柘榴はその両手を静かに冬青の胸の上に置いた。
両手を伝い、柘榴の魔力が冬青の体内に注がれる。
ぼんやりと冬青の身体が輝き、頰まで達していた黒い影はまるで逆再生のごとく縮小していく。
苦しみ、うめき声をあげていた冬青の吐息が正常に戻っていき、土気色の顔に生気が宿る。
ぼんやりとした輝きがなくなったのを確認し、柘榴が手を離すと、黒い影は跡形もなく消えていた。

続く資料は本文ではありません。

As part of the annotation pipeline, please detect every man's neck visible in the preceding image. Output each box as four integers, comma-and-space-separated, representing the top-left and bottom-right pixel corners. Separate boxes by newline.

代わりに柘榴の身からはごっそりと、何かがなくなった気がした。
柘榴は立っていられなくなり、ベッドの側で膝をつく。
何とかベッドにすがりついたおかげで、倒れることはなかった。
「柘榴…………!」
崩れ落ちそうになる柘榴の手を、冬青が握る。
その手はまだ熱かったが、もう大丈夫。
薄紫色の瞳はもう柘榴を睨んでいない。
柘榴は義兄に向けて、薄く微笑んだ。
「約束、ですよ、冬青兄様…………」
こんな呪いを解く程度で、こんなに魔力を使うなんて情けない。
久々に魔法を駆使したからか?
転生してきてから一度も使ってなかったからか?
原因を究明しないと………
その前に、冬青の看病を…………
柘榴はそんなことを思いながら、意識を手放した。